In the morning, there was no sign of him, so I figured he had exited the house by whatever means he had entered it. I stood at the kitchen sink running water for tea, peering out at the Baltimore Oriole on our feeder. When my near-focus kicked in, I noticed the bat 16 inches in front of my face, wings splayed, clinging to the window over the sink. I grabbed a 13 X 9 inch cake pan from the counter and slammed it against the window over the beast. Ha! Gotcha for real this time!

It’s amazing how hard it is to hold your arm straight out in front of you for long periods of time. Actually, within about 4 minutes, my arm and shoulder were spasming. What I needed was something to slide up between the window and the bat, trapping it in the cake pan so I could humanely return him to the wild. What I needed was a cookie sheet!

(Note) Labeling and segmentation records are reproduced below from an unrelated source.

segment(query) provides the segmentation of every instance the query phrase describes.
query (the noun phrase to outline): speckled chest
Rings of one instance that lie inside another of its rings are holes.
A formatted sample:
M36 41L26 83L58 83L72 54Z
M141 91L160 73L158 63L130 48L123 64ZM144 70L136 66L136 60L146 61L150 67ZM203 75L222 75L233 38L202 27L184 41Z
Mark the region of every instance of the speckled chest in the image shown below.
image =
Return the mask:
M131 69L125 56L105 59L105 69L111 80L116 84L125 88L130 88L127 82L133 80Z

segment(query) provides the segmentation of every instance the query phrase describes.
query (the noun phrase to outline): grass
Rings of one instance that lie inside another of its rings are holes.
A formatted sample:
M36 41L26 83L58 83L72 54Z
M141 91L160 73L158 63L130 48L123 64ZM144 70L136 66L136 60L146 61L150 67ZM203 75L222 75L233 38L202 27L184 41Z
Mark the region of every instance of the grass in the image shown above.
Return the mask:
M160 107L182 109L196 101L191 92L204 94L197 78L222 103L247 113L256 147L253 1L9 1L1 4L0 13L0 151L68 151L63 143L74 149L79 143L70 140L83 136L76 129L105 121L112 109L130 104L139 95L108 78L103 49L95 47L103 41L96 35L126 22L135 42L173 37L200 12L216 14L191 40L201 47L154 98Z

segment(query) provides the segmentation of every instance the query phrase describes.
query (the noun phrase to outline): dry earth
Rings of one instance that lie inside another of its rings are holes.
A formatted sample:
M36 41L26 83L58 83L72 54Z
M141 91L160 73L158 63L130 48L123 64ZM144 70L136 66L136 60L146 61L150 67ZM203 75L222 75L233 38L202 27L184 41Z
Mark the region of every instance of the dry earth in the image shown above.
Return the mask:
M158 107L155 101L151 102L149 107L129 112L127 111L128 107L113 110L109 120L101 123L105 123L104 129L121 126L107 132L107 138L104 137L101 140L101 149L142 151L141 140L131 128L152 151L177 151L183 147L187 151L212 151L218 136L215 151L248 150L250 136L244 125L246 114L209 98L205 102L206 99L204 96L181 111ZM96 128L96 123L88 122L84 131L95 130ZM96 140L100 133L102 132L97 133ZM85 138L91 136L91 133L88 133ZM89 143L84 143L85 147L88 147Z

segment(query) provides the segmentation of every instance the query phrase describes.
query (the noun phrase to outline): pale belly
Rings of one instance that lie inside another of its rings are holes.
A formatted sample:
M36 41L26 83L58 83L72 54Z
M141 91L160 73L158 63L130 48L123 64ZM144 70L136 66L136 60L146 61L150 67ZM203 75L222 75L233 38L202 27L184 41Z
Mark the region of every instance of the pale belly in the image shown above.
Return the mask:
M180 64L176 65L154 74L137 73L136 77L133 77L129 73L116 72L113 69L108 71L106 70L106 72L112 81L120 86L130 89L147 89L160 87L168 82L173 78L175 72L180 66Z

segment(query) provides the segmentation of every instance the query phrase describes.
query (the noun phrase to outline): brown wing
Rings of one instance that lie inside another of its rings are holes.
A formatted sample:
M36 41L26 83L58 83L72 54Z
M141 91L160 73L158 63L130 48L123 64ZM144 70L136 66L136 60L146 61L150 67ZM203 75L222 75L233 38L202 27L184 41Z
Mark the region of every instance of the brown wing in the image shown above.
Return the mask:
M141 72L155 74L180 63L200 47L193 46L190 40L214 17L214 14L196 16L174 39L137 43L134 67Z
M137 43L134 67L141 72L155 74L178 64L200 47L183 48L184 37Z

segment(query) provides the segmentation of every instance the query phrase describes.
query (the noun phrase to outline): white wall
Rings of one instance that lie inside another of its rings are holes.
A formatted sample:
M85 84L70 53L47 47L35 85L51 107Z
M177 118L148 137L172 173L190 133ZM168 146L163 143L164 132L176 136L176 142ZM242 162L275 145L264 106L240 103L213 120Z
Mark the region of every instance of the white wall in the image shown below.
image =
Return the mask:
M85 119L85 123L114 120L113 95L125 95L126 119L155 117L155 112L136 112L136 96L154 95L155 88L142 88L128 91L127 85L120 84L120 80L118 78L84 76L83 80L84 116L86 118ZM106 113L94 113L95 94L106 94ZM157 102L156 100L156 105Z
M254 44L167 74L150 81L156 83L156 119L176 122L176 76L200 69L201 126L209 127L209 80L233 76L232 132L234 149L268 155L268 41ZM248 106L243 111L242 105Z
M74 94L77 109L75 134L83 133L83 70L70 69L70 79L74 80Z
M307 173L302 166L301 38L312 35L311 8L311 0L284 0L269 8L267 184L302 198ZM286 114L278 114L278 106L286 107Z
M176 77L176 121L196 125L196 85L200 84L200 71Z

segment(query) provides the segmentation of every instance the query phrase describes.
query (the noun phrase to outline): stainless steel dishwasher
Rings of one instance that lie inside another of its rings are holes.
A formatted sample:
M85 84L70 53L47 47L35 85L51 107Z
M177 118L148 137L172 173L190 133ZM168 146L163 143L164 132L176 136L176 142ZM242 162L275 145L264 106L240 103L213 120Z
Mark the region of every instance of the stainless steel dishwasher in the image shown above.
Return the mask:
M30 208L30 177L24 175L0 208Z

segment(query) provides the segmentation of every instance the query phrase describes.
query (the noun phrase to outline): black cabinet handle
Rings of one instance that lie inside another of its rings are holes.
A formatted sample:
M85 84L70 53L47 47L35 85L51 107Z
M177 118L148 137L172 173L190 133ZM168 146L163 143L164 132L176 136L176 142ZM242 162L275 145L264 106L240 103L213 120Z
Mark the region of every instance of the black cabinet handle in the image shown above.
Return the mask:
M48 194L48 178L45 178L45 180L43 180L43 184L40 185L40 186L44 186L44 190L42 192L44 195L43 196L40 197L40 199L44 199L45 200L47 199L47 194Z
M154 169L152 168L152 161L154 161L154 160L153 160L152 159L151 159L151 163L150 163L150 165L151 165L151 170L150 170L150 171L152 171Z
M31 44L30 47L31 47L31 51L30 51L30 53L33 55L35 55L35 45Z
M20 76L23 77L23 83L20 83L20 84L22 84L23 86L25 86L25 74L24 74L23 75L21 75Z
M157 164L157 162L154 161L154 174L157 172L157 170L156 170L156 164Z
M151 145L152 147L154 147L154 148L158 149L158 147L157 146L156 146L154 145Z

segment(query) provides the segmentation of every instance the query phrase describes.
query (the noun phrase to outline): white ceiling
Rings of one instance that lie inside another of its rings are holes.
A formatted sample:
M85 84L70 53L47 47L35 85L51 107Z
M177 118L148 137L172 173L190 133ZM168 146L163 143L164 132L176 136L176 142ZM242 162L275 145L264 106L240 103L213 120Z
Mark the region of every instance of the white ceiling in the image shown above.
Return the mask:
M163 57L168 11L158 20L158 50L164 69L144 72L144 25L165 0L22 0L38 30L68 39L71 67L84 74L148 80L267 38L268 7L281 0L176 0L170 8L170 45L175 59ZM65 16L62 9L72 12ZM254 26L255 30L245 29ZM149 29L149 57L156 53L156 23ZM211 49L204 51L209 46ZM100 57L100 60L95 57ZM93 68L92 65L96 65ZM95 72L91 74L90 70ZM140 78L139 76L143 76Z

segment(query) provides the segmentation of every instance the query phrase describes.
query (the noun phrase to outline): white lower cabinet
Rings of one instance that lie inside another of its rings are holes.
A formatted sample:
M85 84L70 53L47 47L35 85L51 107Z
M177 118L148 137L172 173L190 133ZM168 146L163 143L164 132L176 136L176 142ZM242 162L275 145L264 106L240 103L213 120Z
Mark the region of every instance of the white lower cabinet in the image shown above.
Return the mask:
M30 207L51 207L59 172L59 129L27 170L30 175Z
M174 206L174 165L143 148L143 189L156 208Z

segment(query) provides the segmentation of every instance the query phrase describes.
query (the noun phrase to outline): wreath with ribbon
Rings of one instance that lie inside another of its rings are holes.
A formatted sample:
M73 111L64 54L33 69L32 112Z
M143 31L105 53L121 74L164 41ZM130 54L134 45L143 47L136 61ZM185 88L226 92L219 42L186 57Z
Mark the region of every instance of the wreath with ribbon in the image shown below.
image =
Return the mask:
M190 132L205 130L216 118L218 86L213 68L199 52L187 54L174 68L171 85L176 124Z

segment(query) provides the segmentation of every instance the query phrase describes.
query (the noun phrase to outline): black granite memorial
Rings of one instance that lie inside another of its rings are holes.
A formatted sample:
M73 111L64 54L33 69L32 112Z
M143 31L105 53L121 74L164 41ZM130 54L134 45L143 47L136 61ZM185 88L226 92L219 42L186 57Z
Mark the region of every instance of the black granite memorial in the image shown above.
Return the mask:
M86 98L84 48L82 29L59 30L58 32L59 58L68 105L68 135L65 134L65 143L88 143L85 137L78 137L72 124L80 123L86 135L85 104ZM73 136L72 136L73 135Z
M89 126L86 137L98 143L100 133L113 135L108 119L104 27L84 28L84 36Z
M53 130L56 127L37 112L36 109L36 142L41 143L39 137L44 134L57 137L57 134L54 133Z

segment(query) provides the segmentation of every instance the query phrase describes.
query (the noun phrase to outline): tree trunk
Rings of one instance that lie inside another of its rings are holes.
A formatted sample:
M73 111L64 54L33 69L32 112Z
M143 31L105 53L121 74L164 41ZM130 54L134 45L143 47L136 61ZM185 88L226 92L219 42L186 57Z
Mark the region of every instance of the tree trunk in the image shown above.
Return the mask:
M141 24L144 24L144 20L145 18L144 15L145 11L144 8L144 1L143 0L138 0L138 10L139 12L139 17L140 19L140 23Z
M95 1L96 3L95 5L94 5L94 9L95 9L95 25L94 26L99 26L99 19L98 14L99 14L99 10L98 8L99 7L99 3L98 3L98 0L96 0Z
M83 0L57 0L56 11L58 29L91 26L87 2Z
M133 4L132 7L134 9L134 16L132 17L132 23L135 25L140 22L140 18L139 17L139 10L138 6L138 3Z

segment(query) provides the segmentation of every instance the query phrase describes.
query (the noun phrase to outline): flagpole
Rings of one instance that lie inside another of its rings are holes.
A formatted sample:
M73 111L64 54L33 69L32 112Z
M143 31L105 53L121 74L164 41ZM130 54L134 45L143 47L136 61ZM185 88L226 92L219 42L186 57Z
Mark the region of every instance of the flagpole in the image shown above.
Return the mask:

The cookie sheets were in the bottom stove drawer about a yard and a half to my left, but I had to hold that pan against the window. I do, however, have a secret weapon––long toes that function like Swiss Army knives. I stretched as far as possible with my left leg and pulled the stove drawer open with my toes. It was a bit tougher to reach down to the bottom of the drawer without letting the cake pan slip. I stretched as far as I could. The cartilage between my ribs was snapping like the elastic on old underpants, however I did reach the cookie sheet. Cookie sheets are much heavier than one notices when lifting them by hand.

I placed the cookie sheet flat against the window right below the cake pan and began to slide it upwards. I truly didn’t want to hurt the bat’s little feet. I went slowly so that it had time to let go of the window and adjust its position in the pan. Somehow I slid the cookie sheet all the way up, and it formed a fine cover for the pan. I could carry the bat safely outside, well contained. I was feeling triumphant or at least a little smug.

Onto the deck we went. Heck, he was just being a bat, acting like a bat should. I held no grudge. I stood on the deck and opened the pan to the sky so that he could return to the wild unharmed. Unfortunately, he clung to the inside of the cake pan. I gave a little shake. I gave a big shake. I smacked the bottom of the pan.

How could I encourage the bat to let go? While I was wondering, he fell out and landed at my feet. And there he sat. The phrase that seeped into my mind at this point was aberrant bat behavior. I do respect nature and the right of all living things to be left alone, but I had no intention of experiencing weeks of rabies shots for this little jerk.

I placed the broom bristles gently against the bat. He was about 6 inches from the railing, and I hoped to urge him through the rails and out of my life. I was very careful to be gentle in case there was some kind of coating on bat wings that might affect flight if it were disturbed. I gave a little nudge, whereupon that filthy sky-rat stood up, spread his wings and growled at me. Even as I raced backwards, I could see that his jaws were open 180 degrees, and he had sabers for teeth.

I grew up on a golf course, so my next move came naturally. I placed the broom squarely in front of me, shoulders even, head down, and swung back keeping my left elbow straight. I drove that sucker right off the deck. And much like golf balls that simply dribble off the tee, he simply fell off the deck and landed in the garden right below me, hissing and growling as he went.

At least he was gone. I turned to go back in the house and looked into the faces of my two dogs. Soon we’d be going for our morning walk. And soon they’d be rounding the house looking for the bat who was still screeching. For a fleeting moment, I thought––hey, they've had rabies shots––.  We hadn’t fully settled into the house. Maybe we could just move. 

I walked out front to the little garden wall I’d built and took the biggest, heaviest rock from the pile. It took all I had to lift it over the deck rail and align it with the still growling bat below me. I let it go. It was a horrible, sickening thud. Horrible and yet at some level, quite satisfying. As far as I know that bat still lines the indentation under the rock, but I’m not checking, even after 15 years.